The Raleigh News & Observer contributor J. Peder Zane is a piñata who lends a patina of bipartisanship to a progressive editorial page where other writers claim the moral high ground. In an opinion column published July 31 and updated since, the N&O’s token conservative attracted a level of reader ire unusual even for him by asserting that a false narrative linked the GOP and racism.
Republicans who understand history accept that statement as unvarnished fact, the frustrating reflection of a mal-educated era in which it’s considered bad form even to identify ancient Greece as the cradle of Western civilization.
But the N&O editorial page caters to home-grown Democrats and progressive retirees who’ve migrated to its circulation area from colder climes. It also competes in an unspoken “woke Olympics” with a free weekly tabloid and the Chamber of Commerce-style marketing magazines aimed at adjunct professors for North Carolina’s marquee universities. None of those constituencies were amused by Zane’s thesis, especially because he used it as the opening salvo in a spirited defense of Donald Trump.
Zane pointed out that it’s not unusual for Democrats and Democrat operatives to call Republican presidents racist. “Before Trump,” he observed, “Democrats leveled the same despicable smear against Mitt Romney.” He recalled the speech in which then-Vice President Joe Biden warned African Americans that if Romney became president, he “would put y’all back in chains!” Zane also mentioned the NAACP TV ad that in 2000 blamed George W. Bush for the murder of James Byrd, a black man chained to a truck and dragged to his death by white supremacists.
Outrage meters redlined among more excitable readers when Zane upped the ante by suggesting that “the Democrat deck has always included 52 race cards.” He also engaged in a bit of Dinesh D’Souza-style myth-busting by saying that the idea that Democrats in the 1960s “knowingly surrendered their hold on the South to advance the cause of civil rights” was “humbug.”
Of President Trump, Zane wrote that he “criticizes specific individuals and organizations with which he has a particular beef.” His contention was that such criticism, while often ham-fisted, is not broad-brush enough to be called racist. The obvious subtext was that Elijah Cummings doesn’t deserve a pass on the sorry condition of the West Baltimore district he represents just because he’s a member of the Congressional Black Caucus. Beyond that, heart-rending stories of tribulation at the southern border of the United States are not excuse enough to ignore immigration law.
Although Zane did not make this comparison, our current president is arguably no more bigoted than his immediate predecessor, the so-called “racial healer” (Remember the “Beer Summit”?) who declined to prosecute the New Black Panthers for voter intimidation in Philadelphia and dismissed his own maternal grandmother as a “typical white person.”

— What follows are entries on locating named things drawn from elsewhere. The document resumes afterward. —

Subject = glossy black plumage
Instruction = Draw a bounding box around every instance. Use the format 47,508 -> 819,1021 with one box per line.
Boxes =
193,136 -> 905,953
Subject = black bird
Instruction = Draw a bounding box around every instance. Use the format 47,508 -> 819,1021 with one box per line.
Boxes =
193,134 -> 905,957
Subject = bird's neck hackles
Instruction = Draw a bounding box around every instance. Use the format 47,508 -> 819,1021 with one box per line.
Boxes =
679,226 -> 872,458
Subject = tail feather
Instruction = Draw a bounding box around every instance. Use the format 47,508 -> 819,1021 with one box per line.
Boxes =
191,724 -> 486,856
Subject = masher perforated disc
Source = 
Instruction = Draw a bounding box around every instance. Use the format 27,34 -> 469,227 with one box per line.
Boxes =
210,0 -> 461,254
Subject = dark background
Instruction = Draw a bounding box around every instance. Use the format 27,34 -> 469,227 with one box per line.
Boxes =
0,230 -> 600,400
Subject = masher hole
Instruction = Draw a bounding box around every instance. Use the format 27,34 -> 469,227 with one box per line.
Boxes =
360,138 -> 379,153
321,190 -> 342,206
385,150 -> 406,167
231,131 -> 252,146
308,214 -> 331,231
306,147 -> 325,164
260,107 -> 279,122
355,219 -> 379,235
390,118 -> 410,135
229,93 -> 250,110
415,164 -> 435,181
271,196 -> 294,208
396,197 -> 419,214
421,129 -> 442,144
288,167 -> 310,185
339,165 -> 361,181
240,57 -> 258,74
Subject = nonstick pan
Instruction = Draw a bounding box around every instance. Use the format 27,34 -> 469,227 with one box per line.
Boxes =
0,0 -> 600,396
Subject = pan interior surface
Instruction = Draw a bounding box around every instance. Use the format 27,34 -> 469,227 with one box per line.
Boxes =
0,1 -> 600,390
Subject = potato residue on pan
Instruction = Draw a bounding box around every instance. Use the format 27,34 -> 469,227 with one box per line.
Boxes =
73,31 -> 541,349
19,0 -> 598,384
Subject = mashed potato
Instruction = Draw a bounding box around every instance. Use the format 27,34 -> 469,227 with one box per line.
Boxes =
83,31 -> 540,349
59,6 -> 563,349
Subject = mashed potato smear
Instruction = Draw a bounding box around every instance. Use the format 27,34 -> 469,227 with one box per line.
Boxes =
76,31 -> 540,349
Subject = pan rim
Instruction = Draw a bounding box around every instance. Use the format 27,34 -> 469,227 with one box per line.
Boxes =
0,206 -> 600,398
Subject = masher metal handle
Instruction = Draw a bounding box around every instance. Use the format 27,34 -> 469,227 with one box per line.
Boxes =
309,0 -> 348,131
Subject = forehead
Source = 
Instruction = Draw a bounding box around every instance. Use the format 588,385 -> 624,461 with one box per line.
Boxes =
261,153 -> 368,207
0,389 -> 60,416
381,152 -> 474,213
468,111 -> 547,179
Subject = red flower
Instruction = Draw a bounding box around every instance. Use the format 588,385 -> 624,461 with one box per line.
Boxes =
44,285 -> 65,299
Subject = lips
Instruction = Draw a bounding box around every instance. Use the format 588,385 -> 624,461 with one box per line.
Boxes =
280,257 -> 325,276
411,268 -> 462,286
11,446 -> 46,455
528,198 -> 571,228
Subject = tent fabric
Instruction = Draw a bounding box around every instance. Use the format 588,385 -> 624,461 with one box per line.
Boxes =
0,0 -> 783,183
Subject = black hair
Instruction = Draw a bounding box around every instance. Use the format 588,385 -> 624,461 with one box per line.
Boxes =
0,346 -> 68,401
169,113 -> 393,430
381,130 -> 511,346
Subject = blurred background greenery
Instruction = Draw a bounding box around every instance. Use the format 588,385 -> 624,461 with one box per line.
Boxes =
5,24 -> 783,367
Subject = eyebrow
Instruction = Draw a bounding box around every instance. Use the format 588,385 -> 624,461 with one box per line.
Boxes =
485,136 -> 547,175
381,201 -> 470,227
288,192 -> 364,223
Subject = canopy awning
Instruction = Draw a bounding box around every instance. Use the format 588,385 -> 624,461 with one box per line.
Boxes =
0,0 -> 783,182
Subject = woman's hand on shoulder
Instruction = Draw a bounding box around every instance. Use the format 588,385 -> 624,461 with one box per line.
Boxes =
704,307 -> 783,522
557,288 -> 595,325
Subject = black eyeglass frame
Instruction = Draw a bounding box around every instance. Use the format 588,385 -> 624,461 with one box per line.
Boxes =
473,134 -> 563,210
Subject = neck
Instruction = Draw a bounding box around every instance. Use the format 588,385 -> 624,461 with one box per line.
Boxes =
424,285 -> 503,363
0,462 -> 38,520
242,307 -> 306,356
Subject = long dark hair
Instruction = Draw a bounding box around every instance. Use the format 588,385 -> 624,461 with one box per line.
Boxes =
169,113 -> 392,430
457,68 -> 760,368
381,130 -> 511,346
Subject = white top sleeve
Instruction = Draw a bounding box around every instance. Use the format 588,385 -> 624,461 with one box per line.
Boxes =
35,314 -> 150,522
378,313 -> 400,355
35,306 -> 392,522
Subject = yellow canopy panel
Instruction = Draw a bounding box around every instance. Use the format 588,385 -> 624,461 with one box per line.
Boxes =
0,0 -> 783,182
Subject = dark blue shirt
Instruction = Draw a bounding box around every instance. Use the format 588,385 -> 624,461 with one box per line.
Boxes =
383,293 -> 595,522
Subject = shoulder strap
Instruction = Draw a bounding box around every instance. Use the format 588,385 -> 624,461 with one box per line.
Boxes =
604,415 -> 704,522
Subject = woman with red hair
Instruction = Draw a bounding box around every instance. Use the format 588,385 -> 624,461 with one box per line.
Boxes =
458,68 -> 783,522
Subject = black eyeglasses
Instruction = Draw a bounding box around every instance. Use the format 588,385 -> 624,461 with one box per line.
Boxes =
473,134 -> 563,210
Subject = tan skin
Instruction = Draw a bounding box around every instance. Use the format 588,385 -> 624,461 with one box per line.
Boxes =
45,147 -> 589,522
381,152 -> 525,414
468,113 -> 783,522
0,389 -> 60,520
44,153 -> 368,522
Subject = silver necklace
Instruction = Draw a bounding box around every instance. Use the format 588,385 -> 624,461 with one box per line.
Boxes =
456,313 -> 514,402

Zane’s column had carnival barker flourishes, but it was logical. More interesting for our purposes here was the reaction he got from readers, as made manifest in comments attached to his piece. One claimed that Trump had to be racist because (among other things) he “still refuses to acknowledge the innocence of the Central Park 5” — as though the Netflix miniseries that painted those men as victims was truth rather than progressive agitprop. Another reader settled for calling Zane “a lousy writer and a pathetic stooge.” There were echoes of the same insult in a comment suggesting that continued publication of Zane’s columns “shows the moral vacuum occupied by all Trumpsters.”
What passed for civility came from a Concern Troll who said, “Try looking at things that Trump has said and done before you write” because “Facts can be your friend.” That snark was funny in an “own goal” kind of way because Zane’s argument included four paragraphs looking specifically at things that Trump has said and done.
The common thread among critics of Zane’s column was ad hominem hyperbole, and it appears to have taken root in progressivism, to the detriment of both language and logic (“Racists think Trump is a racist, and people who are victims of racism think Trump is a racist: QED,” claimed one UNC Chapel Hill alumnus who generalizes freely on the strength of never having met such victims of racism as conservative commentators Michelle Malkin and Candace Owens). Trump Derangement Syndrome is real, myopic, and virulent, so you can find the same strain of hysterical disdain outside North Carolina, in high school textbooks and places frequented by fading hopefuls like Robert Francis “Beto” O’Rourke, for example.
One need not wonder what the people who call J. Peder Zane a “stooge” would say about an elegant prose stylist like Conrad Black, who has the temerity to point out that Donald Trump is doing what he said he would do. Fomenting racial discord is not on the Trump agenda and never has been. But perhaps the “problem” is that Donald Trump too obviously enjoyed thwarting Hillary Clinton’s ambitions. That and his failure to genuflect before progressive shibboleths that Barack Obama never thought to question make Donald Trump a marked man for many people.